Latest advice is to feed chopped straw at lengths of three centimetres or more as this promotes starter intake and growth performance.
“These effects are explained by improvement of rumen functioning,” Dr Harma Berends, ruminant researcher at Nutreco told the Global Dairy Calf Symposium last month.
“Greater rumen liquid pH leads to increased post weaning intake of starter and thus greater absorption of VFAs.”
She advised against ground straw, saying that large physical fibres have a greater effect.
And its consistency over time is a major factor over others such as hay and silage.
“Straw offers consistent quality and is less susceptible to deterioration (remains fresh longer) than silages – this is why we prefer it,” added Dr Berends.”
Calf rearing teams should look to provide straw as part of a feeding regime with fresh, dry feed is provided, according to Nutreco researcher Leonel Leal.
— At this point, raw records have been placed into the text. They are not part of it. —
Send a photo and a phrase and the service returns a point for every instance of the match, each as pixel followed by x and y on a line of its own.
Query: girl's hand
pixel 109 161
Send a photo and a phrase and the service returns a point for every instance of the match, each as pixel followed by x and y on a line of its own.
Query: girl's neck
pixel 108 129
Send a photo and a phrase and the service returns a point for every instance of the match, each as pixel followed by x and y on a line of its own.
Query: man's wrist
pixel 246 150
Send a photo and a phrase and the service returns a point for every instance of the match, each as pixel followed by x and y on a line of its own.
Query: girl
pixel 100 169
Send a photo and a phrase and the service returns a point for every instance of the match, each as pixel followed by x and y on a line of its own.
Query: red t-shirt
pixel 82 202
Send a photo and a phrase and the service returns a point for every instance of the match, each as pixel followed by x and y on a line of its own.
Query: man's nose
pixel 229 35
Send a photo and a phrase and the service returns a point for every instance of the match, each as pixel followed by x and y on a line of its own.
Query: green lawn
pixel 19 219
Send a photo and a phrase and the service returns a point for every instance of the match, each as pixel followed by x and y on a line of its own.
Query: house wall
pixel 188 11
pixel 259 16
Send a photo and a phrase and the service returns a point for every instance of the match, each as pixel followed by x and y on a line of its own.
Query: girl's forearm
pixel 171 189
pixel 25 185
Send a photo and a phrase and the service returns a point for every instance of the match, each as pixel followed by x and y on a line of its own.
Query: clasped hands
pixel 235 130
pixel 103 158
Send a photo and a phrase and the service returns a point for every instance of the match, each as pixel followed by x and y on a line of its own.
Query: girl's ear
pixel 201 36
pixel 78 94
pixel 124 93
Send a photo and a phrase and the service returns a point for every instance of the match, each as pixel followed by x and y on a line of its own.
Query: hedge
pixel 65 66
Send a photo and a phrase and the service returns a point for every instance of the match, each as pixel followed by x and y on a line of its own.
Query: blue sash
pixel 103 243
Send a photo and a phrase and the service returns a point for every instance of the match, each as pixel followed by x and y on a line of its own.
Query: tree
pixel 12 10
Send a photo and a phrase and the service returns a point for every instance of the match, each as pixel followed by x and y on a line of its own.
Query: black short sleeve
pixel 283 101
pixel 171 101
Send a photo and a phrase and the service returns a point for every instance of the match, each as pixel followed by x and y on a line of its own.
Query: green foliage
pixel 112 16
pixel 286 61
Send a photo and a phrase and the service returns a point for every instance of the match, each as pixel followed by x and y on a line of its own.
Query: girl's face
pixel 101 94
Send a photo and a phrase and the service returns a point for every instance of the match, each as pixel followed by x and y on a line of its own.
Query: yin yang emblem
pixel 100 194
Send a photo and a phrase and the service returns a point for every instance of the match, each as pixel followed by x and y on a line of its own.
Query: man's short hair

He added that the industry is now ‘moving away’ from the 1980’s trend of grinding straw.
“What we suggest now is to keep the structure of the straw, don’t grind it into a powder form,” he told TheDairySite.
“If you can manage roughages well you get good results,” he added, highlighting the dangers of feeding silage and the ‘bulking effect’ that can occur.
Ultimately, a well- developed rumen sets the animal up for a good productive life and good growth as it transitions into the milking herd, preparing it for the challenges of the feed bunk.
“A well-developed rumen and abomasum make the animal more adaptable to different feeds and dietary changes.”
He added that dietary straw is particularly pertinent in the cereal producing areas of southern Europe, where dairies can include either wheat or barley straw as a fibrous feed.